# 1099-K Only Schedule C



## Jackson09 (Mar 5, 2016)

I started driving for UBER in December 2016. When completing a Schedule C with ONLY 1099-K income, What to enter in Box C and D? I don't have a separate business, I am a ride-share driver (part-time). Thank you in advance.


----------



## Older Chauffeur (Oct 16, 2014)

I think you can leave them blank.


----------



## GILD (Feb 8, 2016)

both stay blank


----------



## Jackson09 (Mar 5, 2016)

OK. I left them blank but Turbo Tax Deluxe will not let me e-file if I have blank on Schedule C fields (C and/or D and/or E). I have read about upgrading to Home and Business Edition on other posts, I have worked around the Schedule C issues with Deluxe except for e-filing. Does anyone know of a work-around?


----------



## Older Chauffeur (Oct 16, 2014)

Jackson09 said:


> OK. I left them blank but Turbo Tax Deluxe will not let me e-file if I have blank on Schedule C fields (C and/or D and/or E). I have read about upgrading to Home and Business Edition on other posts, I have worked around the Schedule C issues with Deluxe except for e-filing. Does anyone know of a work-around?
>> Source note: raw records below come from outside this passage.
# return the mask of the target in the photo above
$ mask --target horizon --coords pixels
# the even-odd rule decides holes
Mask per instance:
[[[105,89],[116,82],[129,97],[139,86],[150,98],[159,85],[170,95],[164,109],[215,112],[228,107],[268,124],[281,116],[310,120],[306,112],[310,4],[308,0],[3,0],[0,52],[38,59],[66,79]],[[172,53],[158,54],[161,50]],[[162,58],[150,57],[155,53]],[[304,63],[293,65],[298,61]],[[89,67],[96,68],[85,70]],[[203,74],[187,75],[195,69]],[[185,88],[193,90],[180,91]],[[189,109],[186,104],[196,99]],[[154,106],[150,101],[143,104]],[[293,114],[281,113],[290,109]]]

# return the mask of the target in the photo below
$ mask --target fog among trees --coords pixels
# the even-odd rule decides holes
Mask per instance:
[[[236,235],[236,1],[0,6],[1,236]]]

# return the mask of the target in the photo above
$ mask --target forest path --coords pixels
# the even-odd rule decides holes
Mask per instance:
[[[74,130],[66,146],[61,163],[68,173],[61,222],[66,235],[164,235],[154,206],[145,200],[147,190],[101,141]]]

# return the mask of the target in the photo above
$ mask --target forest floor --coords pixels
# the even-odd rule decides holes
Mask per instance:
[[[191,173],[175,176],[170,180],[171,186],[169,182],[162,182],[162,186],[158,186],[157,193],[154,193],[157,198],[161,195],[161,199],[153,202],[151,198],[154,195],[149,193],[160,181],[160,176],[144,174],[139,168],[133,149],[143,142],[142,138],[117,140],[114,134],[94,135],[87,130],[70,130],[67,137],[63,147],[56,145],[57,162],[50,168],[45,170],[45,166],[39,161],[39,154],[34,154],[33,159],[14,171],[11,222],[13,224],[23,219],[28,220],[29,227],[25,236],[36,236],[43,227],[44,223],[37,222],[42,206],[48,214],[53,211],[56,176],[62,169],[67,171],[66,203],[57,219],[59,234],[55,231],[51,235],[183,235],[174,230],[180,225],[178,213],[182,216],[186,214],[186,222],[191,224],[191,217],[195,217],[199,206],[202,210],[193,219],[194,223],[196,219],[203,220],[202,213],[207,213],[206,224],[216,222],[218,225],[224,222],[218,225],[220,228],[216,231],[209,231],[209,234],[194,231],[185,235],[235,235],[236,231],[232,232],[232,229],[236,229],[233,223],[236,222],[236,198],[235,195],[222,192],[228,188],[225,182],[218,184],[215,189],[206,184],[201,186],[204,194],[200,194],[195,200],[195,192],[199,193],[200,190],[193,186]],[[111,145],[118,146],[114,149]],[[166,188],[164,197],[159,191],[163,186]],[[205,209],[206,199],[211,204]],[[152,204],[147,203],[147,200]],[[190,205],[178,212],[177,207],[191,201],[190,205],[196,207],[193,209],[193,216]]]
If you're e-filing I think you have to upgrade; the CD of the Deluxe version has the Schedules C and SE.
The form clearly says to leave them blank if your business name is your own name on line A. It may be the lack of those schedules, rather than the empty spaces causing the problem.
Disclosure: I'm not a tax professional.


----------



## Jackson09 (Mar 5, 2016)

I have Schedule C completed and according to the SE short form, I do not have to file form SE because net income is under the threshold (I think either $400 or $600. I only worked Uber in December 2016 on and off.


----------



## Older Chauffeur (Oct 16, 2014)

Jackson09 said:


> I have Schedule C completed and according to the SE short form, I do not have to file form SE because net income is under the threshold (I think either $400 or $600. I only worked Uber in December 2016 on and off.


Hmm... but it won't let you e-file with the blank spaces, right? Maybe that's how they force you to upgrade.
The threshold for the SE form and FICA is $400 profit. $600 is for issuing a 1099 to independent contractors.


----------